Afghanistan’s disputed presidential election appears to be finally coming to a close. A spokesman for the current president, Hamid Karzai, says that the two rivals for the presidency have reached a power-sharing deal that will formally be signed on Sunday.
The deal would create a national unity government and delegate limited powers to the loser of the election.
Last month, NPR’s Sean Carberry reported that the long drama of this election was moving at a snail’s pace. “Afghans voted for a president on April 5. Then they cast ballots June 14 in a runoff between the top two candidates. Now all 8 million votes from that second round are being audited, a laborious process that includes daily arguments, occasional fistfights and yet another deadline that seems to be slipping away,” he wrote.

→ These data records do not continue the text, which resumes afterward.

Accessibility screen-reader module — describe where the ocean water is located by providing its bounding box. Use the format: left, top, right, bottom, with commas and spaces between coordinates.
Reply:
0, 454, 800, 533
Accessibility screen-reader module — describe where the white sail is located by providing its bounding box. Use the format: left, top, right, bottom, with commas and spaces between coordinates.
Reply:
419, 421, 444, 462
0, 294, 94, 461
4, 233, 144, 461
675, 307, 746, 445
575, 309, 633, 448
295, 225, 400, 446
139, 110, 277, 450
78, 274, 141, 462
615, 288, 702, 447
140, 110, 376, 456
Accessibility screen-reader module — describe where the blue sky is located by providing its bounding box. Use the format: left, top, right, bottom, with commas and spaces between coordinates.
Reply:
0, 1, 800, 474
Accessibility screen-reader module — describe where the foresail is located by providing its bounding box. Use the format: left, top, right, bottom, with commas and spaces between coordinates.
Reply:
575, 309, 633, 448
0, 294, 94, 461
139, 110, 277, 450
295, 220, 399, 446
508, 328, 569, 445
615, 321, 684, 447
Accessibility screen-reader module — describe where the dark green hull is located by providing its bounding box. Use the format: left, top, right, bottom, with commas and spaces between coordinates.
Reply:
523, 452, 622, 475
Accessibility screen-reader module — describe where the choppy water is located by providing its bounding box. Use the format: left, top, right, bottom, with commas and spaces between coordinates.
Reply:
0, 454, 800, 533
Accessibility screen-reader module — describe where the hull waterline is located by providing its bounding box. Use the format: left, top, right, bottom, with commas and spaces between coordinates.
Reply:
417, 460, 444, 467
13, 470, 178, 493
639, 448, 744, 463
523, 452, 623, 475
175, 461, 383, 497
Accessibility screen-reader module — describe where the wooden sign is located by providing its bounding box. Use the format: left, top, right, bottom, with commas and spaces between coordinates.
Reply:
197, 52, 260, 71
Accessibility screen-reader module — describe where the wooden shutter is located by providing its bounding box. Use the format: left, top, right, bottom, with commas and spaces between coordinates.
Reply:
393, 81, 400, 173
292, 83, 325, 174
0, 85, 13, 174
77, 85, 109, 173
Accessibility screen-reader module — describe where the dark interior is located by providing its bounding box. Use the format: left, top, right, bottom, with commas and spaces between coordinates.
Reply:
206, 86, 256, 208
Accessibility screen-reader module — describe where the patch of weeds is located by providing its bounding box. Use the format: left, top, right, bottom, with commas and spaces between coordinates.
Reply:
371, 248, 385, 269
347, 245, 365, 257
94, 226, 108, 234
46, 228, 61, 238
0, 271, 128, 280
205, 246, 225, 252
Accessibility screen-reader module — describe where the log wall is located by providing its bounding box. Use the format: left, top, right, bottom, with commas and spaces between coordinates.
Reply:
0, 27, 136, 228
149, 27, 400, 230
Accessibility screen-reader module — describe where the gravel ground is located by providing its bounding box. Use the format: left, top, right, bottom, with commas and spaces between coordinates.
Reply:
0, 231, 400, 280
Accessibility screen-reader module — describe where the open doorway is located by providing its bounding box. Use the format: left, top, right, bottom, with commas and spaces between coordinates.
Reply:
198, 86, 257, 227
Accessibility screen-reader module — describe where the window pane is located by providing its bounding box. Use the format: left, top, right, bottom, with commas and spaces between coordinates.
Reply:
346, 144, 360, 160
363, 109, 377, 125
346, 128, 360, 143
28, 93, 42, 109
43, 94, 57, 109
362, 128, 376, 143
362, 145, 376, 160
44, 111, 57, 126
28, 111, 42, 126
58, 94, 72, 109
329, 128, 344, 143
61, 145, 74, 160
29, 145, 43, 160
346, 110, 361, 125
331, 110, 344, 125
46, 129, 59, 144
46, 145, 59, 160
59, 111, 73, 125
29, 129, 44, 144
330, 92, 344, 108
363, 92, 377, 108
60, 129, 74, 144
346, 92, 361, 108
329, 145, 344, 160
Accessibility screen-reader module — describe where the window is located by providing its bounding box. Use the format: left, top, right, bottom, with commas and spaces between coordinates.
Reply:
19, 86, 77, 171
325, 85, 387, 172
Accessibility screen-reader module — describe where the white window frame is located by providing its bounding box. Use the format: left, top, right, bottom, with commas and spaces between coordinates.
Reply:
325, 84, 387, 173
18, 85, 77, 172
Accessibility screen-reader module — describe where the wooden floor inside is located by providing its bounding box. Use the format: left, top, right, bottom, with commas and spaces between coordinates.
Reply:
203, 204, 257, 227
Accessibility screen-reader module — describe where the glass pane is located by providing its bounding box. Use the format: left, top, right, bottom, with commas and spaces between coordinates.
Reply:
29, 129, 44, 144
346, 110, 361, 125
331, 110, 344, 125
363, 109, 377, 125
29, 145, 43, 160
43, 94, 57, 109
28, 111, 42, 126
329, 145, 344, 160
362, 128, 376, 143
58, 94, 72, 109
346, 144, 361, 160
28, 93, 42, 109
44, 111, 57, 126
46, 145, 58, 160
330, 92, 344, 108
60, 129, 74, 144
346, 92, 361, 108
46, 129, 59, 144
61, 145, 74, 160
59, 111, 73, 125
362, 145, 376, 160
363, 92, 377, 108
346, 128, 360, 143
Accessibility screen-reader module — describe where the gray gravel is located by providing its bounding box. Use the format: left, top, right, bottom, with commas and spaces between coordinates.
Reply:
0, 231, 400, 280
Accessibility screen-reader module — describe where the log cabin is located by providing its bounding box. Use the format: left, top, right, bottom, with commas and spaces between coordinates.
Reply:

Abdullah Abdullah came out on top in the initial election. But in the runoff, Ashraf Ghani was the front-runner, which led Abdullah to declare election fraud and launched the lengthy audit of the votes.
During the recount process, Secretary of State John Kerry met with the candidates, who then announced a plan to come to an agreement and inaugurate a president by the end of August.
Carberry reports for our Newscast division that the agreement was delayed by Abdullah’s demand that the final results of the election not be made public:
“He has alleged that the U.N.-supervised audit of the vote did not eliminate what he has called industrial-scale fraud in favor of opponent Ashraf Ghani. Abdullah asked that the terms winner and loser not be used.
“While the details have not been released, President Karzai’s spokesman says the candidates have agreed to the language for the announcement of the results. It’s widely expected that Ghani will be declared Afghanistan’s next president.”